Publicado em 4 de setembro de 2026 por Tribuna da Internet
Gilmar e Fachin conversaram sobre a crise no tribunal
Mariana Muniz
O Globo
O ministro Gilmar Mendes defendeu ao presidente do Supremo Tribunal Federal (STF), Edson Fachin, a retirada de delegados da Polícia Federal que atualmente trabalham nos gabinetes de integrantes da Corte. A proposta será discutida em meio à crise interna provocada pelos desdobramentos das investigações sobre o Banco Master e pela escalada da tensão entre o ministro André Mendonça e integrantes da cúpula da PF. A informação foi revelada pela Folha de S. Paulo e confirmada pelo O Globo.

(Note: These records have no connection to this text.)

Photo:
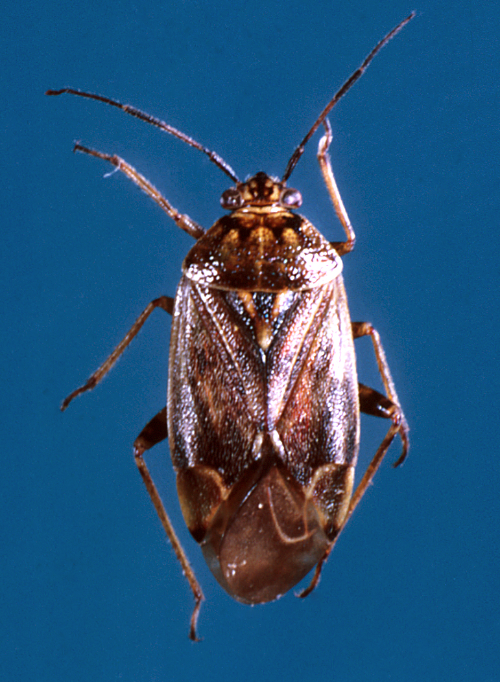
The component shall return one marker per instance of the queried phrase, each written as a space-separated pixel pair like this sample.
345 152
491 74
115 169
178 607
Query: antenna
338 95
132 111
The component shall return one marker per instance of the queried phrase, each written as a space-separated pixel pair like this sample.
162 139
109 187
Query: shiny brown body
263 414
263 400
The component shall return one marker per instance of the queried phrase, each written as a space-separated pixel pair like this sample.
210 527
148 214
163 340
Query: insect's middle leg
164 302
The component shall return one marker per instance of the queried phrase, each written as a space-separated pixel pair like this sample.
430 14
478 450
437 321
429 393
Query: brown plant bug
263 401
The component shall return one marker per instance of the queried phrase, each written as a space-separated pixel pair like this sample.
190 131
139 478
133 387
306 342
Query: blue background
89 588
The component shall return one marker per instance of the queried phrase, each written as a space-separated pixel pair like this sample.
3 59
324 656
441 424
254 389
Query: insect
263 401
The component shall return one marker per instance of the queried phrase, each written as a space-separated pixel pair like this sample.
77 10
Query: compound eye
231 199
291 198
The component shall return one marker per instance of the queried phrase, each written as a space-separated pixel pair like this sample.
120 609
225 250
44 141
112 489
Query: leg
374 403
154 432
371 404
326 169
164 302
182 221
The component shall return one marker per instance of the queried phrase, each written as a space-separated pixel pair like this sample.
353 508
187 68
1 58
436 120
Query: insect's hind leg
154 432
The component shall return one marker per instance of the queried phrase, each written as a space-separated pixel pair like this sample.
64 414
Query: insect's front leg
181 220
164 302
331 185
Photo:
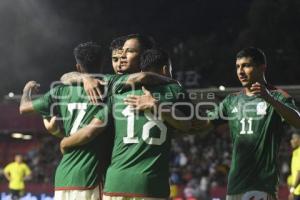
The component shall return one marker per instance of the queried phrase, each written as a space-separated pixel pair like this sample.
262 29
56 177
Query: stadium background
202 37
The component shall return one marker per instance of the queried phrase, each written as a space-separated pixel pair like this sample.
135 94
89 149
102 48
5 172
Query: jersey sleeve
182 99
115 83
43 105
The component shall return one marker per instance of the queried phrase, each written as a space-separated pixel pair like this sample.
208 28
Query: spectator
16 172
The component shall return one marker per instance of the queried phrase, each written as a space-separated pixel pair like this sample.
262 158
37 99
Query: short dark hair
145 41
89 56
256 54
117 43
154 58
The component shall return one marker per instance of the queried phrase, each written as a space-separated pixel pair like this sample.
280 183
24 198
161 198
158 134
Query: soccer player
140 160
294 178
255 116
16 172
78 175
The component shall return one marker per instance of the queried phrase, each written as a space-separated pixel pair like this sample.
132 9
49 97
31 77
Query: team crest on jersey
261 108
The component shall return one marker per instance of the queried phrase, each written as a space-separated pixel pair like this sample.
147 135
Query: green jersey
140 158
256 131
80 168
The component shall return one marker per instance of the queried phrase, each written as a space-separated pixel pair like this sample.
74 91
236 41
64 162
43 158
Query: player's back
141 148
256 130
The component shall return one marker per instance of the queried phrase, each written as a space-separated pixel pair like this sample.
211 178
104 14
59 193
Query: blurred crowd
198 163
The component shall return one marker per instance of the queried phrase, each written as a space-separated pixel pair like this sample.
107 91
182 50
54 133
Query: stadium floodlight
27 137
17 135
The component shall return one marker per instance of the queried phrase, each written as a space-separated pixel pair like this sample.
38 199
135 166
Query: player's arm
83 135
73 77
6 173
291 115
148 78
52 127
147 101
26 105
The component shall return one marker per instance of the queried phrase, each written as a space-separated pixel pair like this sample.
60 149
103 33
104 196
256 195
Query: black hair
297 132
256 54
154 58
117 43
89 56
146 42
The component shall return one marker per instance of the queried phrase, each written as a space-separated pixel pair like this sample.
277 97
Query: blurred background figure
294 178
16 173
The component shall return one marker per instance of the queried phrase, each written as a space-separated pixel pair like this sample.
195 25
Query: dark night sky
37 37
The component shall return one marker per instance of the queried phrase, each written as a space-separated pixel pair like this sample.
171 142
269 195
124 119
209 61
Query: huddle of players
140 141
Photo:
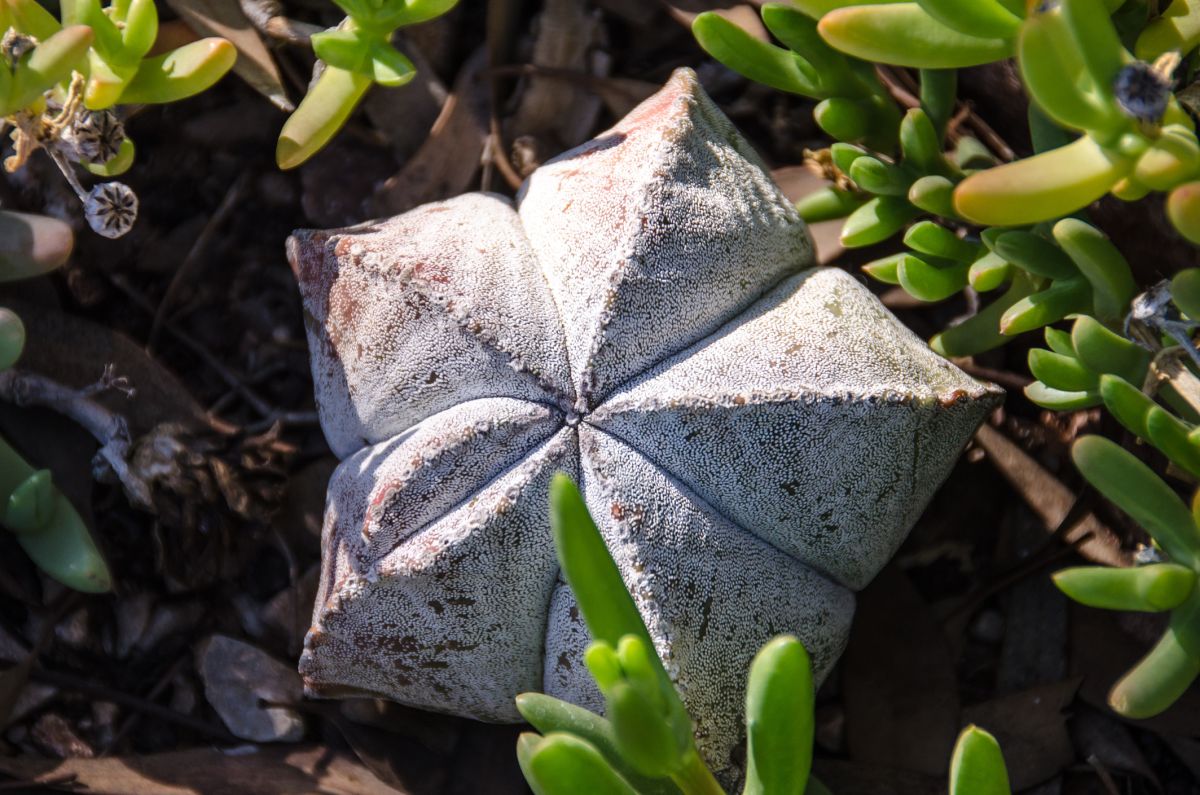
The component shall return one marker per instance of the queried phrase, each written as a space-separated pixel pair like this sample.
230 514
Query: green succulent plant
1102 121
645 745
58 81
355 54
42 519
1174 663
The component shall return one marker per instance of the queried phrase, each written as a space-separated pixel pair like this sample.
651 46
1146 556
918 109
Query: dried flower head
15 45
94 136
1143 90
111 209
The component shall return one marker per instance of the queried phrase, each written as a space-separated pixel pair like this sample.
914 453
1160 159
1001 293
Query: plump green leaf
181 72
934 193
1050 305
880 178
1103 351
561 764
827 203
876 221
1171 436
643 736
989 272
1145 589
981 332
904 34
921 144
978 765
1061 371
843 119
1163 675
755 59
1102 264
389 66
51 531
49 63
321 114
1174 157
1135 489
931 280
547 713
1127 404
1041 187
12 338
886 269
1060 399
1060 341
1035 253
595 581
779 719
936 240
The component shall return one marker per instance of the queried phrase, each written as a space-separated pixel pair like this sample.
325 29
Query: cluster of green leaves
357 53
645 745
1174 663
109 48
42 519
1043 273
1102 121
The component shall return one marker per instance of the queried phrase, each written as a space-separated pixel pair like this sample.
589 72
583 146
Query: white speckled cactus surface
754 436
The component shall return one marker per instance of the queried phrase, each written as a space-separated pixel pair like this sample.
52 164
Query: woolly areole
754 437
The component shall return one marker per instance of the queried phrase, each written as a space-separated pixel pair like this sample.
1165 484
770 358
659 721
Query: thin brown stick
108 428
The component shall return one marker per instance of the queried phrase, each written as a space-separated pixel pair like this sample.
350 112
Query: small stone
239 679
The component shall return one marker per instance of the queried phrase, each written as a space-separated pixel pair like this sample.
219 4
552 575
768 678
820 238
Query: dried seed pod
111 209
15 45
94 137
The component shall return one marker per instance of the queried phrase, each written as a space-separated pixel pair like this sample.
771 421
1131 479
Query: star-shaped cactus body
754 436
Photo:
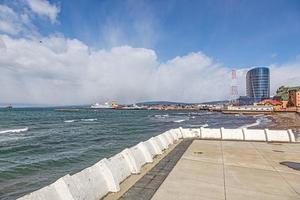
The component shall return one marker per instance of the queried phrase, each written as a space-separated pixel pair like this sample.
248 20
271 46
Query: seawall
105 176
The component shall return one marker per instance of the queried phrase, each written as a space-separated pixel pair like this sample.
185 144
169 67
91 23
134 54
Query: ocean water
40 145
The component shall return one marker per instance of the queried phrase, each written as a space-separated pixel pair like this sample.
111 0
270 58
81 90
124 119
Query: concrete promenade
233 170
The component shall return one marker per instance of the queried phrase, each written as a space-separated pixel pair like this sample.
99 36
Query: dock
187 164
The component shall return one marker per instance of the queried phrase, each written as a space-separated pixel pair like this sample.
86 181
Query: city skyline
133 51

Gilmar e Fachin conversaram nesta quinta-feira sobre a crise que se instalou no tribunal após a Polícia Federal identificar Alexandre de Moraes como interlocutor do ex-banqueiro Daniel Vorcaro em mensagens apreendidas durante as investigações.
O decano já vinha discutindo a presença de delegados nos gabinetes antes do episódio, mas a controvérsia ganhou novo peso diante dos questionamentos sobre a atuação de policiais que auxiliam diretamente Mendonça nas investigações sob sua relatoria.
RELAÇÃO INADEQUADA – A avaliação de Gilmar é que a presença de integrantes da PF nos gabinetes pode criar uma relação inadequada entre investigadores e ministros responsáveis pela condução dos inquéritos. Nos bastidores, um dos questionamentos levantados durante a atual crise é sobre o grau de influência que policiais cedidos podem exercer sobre a condução das apurações.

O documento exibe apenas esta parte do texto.